Switching from NVM to Volta

2 minute read

The problem

Developers using WSL as their established environment have no issue switching between Node versions using nvm, whereas this operation requires admin rights for Windows users running outside of WSL.

Obtaining admin rights can be a bit of a slow process and is much too slow for something as simple as switching Node versions. Could Volta provide a cross-platform solution that is more straightforward to manage compared to nvm?

Why switch?

  • Faster than NVM.
  • Runs using a shim instead of symlinks so doesn’t require admin rights for Windows users.
  • Can manage Node dependencies in package.json instead of having to have a dedicated .nvmrc file.
  • Automatically switches Node versions when cd‘ing between projects, functionality that required a custom script with nvm.

How to switch

Run these commands in your root directory:

rm -rf ~/.nvm rm -rf ~/.npm rm -rf ~/.bower

Remove source ~/.nvm from your .bashrc or .zshrc, along with any other references to nvm.

Volta installation

For Mac/Unix systems, run curl https://get.volta.sh | bash or for Windows run winget install Volta.Volta. More detailed information can be found in the documentation.
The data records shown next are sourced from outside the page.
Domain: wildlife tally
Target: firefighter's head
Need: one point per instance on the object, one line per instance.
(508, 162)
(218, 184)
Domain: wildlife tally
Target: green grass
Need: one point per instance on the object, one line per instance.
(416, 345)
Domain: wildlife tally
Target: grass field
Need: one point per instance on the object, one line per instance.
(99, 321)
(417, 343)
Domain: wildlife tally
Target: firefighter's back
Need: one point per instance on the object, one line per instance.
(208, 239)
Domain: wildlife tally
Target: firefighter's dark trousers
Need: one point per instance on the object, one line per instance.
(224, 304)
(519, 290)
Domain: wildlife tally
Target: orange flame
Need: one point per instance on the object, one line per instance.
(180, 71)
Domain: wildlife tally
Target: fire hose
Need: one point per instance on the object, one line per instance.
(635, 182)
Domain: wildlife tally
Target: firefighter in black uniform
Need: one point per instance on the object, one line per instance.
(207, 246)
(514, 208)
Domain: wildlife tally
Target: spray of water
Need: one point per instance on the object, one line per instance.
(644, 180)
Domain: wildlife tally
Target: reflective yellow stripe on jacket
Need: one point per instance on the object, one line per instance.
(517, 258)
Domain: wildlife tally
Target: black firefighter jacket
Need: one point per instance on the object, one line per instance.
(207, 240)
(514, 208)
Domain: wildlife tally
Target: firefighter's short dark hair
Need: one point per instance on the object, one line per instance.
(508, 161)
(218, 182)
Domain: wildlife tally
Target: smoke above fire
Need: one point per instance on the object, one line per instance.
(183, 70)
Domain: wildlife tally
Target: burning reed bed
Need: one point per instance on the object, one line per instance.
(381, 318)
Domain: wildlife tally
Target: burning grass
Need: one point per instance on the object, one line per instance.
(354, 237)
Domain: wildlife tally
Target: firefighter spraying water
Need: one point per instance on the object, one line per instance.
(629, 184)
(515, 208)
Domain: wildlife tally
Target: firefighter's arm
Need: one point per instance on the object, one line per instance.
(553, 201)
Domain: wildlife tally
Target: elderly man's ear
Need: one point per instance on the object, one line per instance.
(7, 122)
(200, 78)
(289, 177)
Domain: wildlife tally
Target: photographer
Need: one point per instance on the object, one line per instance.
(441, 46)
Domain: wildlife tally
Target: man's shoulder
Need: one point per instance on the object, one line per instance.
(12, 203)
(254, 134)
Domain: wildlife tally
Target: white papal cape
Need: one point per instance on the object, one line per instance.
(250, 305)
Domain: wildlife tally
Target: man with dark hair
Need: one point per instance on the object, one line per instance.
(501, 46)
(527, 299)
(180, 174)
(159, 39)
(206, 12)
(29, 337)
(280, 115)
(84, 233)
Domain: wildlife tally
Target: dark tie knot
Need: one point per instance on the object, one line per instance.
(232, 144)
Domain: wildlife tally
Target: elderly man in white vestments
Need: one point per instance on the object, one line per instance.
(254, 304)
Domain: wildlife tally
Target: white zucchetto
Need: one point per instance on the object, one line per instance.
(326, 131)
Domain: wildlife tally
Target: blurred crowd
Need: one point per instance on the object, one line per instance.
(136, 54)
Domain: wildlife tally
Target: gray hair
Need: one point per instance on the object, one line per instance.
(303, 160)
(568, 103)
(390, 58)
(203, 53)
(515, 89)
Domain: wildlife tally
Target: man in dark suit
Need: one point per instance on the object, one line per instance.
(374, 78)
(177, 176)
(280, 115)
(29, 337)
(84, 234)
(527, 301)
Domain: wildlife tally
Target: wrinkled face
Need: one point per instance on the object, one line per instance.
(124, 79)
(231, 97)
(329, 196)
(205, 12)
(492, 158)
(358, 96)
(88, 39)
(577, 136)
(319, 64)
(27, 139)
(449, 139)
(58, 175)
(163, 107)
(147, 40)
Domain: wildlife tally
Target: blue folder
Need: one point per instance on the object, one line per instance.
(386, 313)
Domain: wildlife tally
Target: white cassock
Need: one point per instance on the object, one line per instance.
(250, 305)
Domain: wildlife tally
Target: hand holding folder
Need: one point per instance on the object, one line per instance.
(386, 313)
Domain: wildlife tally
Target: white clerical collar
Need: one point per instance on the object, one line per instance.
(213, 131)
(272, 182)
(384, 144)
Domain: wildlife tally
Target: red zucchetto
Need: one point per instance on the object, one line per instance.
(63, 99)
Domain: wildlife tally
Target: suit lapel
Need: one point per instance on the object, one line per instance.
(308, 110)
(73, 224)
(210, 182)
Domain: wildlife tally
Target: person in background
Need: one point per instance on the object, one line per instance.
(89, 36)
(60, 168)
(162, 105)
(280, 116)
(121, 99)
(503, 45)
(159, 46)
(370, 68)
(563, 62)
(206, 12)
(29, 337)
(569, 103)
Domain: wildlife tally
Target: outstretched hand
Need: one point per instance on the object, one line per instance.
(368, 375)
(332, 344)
To globally install a LTS Node version, run volta install node in your root directory, or to install a specific version, run like so volta install node@22.5.1.

Pinning dependencies

If you want to manage a specific Node version within a project, cd into your project folder and run volta pin node@20.16 at the root level of the project, replacing the version number with your own.

"volta": {
  "node": "20.16.0"
}

You’ll see that this will create the above entry in your package.json which can then be commited to source control. When any other developers with Volta installed pull down this repository and access it via the command line, it will automatically switch their Node version to the one specified.

Testing the auto-switch

Now cd into another project and run volta pin node@<new-version-number>.

Run node -v and see the new version number listed. Now cd back into your other project with a pinned Node version in the package.json and run node -v again.

You should see the version number updated automatically without any custom script or configuration!

Moving forward

Volta seems like a great tool to manage Node versions in a more consistent way across teams with different development environments, less manual intervention and nice fancy features included out-of-the-box.